I think it will and here's why:
V = 24
R = 9ohm (just the stepper)
I = 24 / 9 = 2.66
P = IV = 63W

With these settings the h-bridge shuts down pretty quickly (thank goodness it has a thermal shut off or I'd have ruined yet another component!)

If I add a 40ohm resistor between the h-bridge and the stepper:
I = 24 / 49 = 0.48
P = 11.5W

I hope that'll make it run cooler and hopefully the resistor won't catch fire.

Does this sound reasonable? And if so should I add even more resistance?

Grumpy_Mike

Yes t will run cooler but it will not produce as much torque.

LarryD

#2
Jul 05, 2013, 12:46 am Last Edit: Jul 05, 2013, 12:48 am by LarryD Reason: 1
Yes this was often done.
Note: since the motor is inductive, all (most) the voltage is across the coil at turn on and decays down.

Mount your power resistors on a heat sink.
The way you have it in your schematic isn't the same as how you have it wired up!

zoomkat

I think when a stepper motor rotor is not actually being rotated, reduced pulse widths can be provided to the coil to provide a holding current instead of higher current needed to move the rotor.
Consider the daffodil. And while you're doing that, I'll be over here, looking through your stuff.   8)

charlieb

I tried it (the total resistance with both the stepper and the resistor was 86ohm => 0.28W) and it still shuts down from the heat. The resistors are rated for 0.5W but they also get too hot to touch but guess that's ok at less than their rating.
It makes me wonder how the printer board actually did it.

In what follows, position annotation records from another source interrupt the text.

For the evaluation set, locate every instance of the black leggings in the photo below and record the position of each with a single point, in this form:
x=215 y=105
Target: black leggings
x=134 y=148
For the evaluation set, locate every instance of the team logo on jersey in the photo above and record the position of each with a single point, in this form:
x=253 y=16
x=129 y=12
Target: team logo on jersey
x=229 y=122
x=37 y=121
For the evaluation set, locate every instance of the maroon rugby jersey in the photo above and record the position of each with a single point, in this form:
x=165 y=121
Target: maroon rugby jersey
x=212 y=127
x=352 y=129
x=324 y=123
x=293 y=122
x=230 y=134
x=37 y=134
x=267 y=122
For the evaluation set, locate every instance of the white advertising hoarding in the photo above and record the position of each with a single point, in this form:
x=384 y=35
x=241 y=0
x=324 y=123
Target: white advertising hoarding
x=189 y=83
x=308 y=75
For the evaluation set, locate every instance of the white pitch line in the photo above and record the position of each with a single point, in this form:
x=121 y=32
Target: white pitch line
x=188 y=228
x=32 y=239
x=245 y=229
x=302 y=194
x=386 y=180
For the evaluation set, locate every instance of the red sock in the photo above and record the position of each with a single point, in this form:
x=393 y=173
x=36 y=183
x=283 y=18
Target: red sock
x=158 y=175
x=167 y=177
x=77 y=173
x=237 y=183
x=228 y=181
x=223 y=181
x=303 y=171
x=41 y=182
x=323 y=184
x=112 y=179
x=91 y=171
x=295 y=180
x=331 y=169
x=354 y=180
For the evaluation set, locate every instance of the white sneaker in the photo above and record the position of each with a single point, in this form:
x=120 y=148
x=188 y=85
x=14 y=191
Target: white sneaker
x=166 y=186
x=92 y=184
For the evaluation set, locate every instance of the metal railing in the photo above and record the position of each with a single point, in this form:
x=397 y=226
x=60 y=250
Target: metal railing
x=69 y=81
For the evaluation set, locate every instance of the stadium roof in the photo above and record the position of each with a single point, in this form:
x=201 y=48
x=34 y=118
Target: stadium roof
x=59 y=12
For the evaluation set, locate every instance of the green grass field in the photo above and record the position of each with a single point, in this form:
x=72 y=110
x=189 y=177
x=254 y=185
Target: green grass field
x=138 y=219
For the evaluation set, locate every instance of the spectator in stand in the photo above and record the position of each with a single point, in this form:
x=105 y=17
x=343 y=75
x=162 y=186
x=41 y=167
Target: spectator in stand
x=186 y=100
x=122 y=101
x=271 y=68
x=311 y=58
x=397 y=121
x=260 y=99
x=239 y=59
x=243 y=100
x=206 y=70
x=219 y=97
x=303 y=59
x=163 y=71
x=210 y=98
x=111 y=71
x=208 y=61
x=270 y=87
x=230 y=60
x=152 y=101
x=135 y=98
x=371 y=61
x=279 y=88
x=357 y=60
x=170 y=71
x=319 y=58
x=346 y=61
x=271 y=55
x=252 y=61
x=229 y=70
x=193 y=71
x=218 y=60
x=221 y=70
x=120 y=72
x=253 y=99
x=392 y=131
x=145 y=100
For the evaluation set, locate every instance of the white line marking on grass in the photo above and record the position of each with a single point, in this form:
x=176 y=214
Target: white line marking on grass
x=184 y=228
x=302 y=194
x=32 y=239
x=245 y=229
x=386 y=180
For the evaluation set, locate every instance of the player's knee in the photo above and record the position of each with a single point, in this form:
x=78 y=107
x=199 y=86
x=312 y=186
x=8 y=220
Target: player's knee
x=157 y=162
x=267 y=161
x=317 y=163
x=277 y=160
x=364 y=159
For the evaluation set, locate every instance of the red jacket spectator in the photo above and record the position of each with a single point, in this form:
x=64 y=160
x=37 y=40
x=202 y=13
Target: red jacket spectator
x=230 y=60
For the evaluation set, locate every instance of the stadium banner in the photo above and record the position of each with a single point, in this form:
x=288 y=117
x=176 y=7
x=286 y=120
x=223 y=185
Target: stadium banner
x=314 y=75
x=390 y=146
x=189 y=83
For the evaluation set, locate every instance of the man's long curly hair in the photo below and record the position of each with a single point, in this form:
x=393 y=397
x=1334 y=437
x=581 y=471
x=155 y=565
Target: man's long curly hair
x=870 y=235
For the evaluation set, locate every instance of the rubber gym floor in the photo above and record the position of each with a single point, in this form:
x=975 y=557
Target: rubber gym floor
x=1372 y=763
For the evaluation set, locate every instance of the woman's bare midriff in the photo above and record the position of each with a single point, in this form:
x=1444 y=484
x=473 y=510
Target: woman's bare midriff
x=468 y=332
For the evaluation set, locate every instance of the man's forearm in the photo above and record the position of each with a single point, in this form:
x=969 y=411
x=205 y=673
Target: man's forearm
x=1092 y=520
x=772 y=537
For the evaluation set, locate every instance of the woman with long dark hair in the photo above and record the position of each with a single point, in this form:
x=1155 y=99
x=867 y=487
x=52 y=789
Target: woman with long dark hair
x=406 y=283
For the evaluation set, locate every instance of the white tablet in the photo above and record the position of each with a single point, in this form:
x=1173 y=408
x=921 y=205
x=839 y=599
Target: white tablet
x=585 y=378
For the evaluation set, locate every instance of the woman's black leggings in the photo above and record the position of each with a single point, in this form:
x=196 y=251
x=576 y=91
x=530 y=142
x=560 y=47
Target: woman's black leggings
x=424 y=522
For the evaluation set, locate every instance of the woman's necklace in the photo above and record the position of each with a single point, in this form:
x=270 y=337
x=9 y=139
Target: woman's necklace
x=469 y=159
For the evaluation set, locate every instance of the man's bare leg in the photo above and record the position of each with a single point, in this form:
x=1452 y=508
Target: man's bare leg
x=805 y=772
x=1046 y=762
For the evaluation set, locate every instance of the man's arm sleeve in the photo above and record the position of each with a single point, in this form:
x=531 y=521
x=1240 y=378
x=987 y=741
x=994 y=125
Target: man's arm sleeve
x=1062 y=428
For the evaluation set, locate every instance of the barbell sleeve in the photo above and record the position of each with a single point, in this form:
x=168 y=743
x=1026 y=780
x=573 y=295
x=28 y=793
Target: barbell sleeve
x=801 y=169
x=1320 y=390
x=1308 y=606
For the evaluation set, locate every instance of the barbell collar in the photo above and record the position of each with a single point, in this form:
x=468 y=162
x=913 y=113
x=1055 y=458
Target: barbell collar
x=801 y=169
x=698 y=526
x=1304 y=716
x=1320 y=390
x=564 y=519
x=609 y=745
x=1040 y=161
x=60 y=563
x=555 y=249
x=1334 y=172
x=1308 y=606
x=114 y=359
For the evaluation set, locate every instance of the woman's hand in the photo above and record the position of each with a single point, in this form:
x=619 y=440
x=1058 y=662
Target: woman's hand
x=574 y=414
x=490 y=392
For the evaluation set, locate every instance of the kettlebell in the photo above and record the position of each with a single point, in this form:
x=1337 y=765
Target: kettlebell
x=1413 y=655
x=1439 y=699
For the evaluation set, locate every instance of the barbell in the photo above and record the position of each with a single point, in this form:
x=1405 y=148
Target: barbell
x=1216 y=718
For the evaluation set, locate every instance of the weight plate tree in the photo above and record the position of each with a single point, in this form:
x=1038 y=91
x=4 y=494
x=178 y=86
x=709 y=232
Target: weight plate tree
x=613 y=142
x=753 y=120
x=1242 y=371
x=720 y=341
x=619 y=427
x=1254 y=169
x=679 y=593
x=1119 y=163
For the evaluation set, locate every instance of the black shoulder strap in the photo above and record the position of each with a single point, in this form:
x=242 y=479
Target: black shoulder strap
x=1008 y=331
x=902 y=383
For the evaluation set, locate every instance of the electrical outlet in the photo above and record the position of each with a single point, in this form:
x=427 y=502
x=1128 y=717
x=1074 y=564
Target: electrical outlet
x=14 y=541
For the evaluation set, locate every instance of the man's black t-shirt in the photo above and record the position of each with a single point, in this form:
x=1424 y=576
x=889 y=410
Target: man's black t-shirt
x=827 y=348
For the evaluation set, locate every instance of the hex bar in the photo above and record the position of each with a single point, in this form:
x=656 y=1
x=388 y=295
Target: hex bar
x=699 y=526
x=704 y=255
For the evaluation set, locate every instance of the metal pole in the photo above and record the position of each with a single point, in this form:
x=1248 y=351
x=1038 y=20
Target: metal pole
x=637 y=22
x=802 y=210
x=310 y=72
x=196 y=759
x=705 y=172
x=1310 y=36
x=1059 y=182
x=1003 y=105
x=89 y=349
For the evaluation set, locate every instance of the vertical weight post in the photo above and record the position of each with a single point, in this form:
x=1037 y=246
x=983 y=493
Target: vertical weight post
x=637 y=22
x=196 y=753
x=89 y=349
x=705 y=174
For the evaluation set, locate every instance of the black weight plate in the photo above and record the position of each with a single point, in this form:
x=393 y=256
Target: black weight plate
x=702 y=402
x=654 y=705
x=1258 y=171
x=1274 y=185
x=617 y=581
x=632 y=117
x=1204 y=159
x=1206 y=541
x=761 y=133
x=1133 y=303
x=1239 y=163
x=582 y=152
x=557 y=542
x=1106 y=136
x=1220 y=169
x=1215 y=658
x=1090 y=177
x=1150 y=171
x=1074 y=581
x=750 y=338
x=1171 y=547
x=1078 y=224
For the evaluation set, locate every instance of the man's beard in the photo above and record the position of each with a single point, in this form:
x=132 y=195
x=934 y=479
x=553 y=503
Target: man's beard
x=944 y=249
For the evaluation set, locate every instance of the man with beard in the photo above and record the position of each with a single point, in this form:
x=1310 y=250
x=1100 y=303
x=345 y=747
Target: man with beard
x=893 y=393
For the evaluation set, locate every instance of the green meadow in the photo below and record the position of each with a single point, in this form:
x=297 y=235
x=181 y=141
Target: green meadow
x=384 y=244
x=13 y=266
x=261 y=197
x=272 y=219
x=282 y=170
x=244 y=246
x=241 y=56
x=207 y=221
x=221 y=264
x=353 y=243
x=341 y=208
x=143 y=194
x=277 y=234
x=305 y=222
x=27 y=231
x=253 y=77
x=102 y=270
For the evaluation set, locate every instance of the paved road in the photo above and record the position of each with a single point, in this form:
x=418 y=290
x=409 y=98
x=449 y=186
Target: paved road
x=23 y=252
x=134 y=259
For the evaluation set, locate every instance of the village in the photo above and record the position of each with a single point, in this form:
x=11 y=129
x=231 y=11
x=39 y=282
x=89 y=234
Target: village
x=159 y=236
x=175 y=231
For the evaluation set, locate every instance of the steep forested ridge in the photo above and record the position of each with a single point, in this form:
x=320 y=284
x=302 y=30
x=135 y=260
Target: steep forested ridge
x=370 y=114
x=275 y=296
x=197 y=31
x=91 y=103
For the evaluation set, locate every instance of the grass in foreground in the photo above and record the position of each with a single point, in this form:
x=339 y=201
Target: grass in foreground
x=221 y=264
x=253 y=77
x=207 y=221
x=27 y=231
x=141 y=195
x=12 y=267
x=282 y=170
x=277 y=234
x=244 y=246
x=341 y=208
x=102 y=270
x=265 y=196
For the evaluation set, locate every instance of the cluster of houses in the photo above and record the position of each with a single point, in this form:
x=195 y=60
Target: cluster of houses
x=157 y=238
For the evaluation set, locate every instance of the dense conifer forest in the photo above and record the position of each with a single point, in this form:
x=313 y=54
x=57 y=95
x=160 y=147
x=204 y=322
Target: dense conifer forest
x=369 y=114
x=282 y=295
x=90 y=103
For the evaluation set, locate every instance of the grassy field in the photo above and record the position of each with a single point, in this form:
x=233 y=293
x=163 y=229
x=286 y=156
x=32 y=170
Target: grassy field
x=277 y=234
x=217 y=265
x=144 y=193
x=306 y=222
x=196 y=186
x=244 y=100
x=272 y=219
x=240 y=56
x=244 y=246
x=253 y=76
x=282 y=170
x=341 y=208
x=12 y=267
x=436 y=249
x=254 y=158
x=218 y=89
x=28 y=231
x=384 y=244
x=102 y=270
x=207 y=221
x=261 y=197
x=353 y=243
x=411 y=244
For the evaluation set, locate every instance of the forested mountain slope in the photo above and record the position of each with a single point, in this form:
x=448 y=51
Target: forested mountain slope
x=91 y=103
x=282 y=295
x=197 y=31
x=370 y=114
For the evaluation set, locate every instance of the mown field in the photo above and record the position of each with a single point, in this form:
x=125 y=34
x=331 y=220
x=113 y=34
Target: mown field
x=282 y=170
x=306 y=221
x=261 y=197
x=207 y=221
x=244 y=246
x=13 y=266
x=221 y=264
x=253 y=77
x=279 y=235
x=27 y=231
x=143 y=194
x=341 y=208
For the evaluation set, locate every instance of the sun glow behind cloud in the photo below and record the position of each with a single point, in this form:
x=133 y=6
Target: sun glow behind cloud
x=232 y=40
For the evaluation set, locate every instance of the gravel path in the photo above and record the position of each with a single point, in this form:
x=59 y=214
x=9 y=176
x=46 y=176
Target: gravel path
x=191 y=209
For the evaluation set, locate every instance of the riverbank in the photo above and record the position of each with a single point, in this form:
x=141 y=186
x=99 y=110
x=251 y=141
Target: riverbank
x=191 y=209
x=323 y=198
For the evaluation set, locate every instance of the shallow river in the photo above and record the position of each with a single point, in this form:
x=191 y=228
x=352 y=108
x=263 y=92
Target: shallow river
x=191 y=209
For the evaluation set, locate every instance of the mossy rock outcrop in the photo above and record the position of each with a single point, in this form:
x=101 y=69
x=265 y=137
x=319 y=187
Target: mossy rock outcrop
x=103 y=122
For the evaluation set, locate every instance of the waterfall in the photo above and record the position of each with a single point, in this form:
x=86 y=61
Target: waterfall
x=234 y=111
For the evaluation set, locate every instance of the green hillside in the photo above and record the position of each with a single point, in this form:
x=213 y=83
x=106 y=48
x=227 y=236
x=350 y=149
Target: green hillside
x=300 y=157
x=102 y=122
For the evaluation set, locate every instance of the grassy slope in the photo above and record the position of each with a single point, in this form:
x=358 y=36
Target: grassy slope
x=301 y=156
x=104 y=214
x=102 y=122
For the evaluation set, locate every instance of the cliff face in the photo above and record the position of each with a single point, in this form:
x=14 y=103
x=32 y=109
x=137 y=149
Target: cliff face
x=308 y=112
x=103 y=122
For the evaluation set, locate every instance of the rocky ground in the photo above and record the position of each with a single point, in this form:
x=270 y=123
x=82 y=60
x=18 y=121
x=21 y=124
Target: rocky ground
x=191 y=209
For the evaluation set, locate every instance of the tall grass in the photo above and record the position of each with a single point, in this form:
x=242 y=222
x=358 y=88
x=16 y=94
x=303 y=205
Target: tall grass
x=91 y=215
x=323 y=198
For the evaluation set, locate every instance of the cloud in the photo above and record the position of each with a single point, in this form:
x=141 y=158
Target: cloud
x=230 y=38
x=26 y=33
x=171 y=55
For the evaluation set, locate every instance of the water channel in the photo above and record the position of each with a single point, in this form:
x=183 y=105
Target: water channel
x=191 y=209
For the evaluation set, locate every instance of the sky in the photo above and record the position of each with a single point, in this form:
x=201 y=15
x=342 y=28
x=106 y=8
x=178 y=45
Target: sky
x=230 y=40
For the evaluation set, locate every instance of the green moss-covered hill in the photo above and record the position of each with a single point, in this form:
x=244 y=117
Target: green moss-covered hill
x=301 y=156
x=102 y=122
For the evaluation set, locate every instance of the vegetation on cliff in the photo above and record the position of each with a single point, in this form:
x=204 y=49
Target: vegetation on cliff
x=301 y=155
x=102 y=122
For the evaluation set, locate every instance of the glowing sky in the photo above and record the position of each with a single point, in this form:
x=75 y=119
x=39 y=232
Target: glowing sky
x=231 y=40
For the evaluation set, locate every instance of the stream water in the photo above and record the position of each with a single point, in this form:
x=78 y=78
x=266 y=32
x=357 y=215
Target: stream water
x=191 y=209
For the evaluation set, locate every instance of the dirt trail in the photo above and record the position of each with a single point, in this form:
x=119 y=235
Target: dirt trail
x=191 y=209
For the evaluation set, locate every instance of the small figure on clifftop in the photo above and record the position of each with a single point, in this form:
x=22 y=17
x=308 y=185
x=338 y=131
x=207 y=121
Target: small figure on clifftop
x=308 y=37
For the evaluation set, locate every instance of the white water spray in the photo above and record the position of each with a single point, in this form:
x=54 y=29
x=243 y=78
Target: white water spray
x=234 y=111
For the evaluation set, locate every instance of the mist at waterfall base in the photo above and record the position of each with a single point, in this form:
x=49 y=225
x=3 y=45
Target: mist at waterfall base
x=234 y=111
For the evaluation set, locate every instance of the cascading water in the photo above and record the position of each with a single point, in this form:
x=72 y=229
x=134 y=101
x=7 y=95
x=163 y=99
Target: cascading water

I guess I'll probably have to get a heat sink as suggested and develop a more sophisticated software solution. Maybe a fan too.

LarryD

The way you have it in your schematic isn't the same as how you have it wired up!

charlieb


Grumpy_Mike

You could get a FET based H-bridge, they do not get as hot. Or as mentioned feed the coils with PWM to reduce the a adage current.
You could reduce the voltage.
Finally you cold get a chopping regulating motor driver, that is how the printer does it.

dc42

Which h-bridge chip are you using? If it doesn't have internal flyback diodes, do you have external flyback diodes connected?

Steppers are best driven from chopper - based drivers. If 1.5A provides enough torque for your application, then an inexpensive A4988 driver available on eBay will probably do the job.
Formal verification of safety-critical software, software development, and electronic design and prototyping. See http://www.eschertech.com. Please do not ask for unpaid help via PM, use the forum.

MarkT


I think it will and here's why:
V = 24
R = 9ohm (just the stepper)
I = 24 / 9 = 2.66
P = IV = 63W

With these settings the h-bridge shuts down pretty quickly (thank goodness it has a thermal shut off or I'd have ruined yet another component!)

If I add a 40ohm resistor between the h-bridge and the stepper:
I = 24 / 49 = 0.48
P = 11.5W

I hope that'll make it run cooler and hopefully the resistor won't catch fire.

Does this sound reasonable? And if so should I add even more resistance?



The specs of the motor you give do not sound at all plausible.  Which motor are we talking about?
[ I won't respond to messages, use the forum please ]

sbright33

You can reduce the duty cycle of each step instead of using a resistor.  My code on this forum includes this feature.  It allows a 5v motor to run safely with a 12v supply, at reduced torque and speed.  Or increased compared to 5v supply.  Depending on the circumstances and mechanical setup, you can turn off the coils when it's at rest, or coasting at a constant speed without friction.  In the latter case, the duty cycle can be greatly reduced.  When you need more torque/speed, you can temporarily increase the time the coils are active.  Say for starting a heavy load.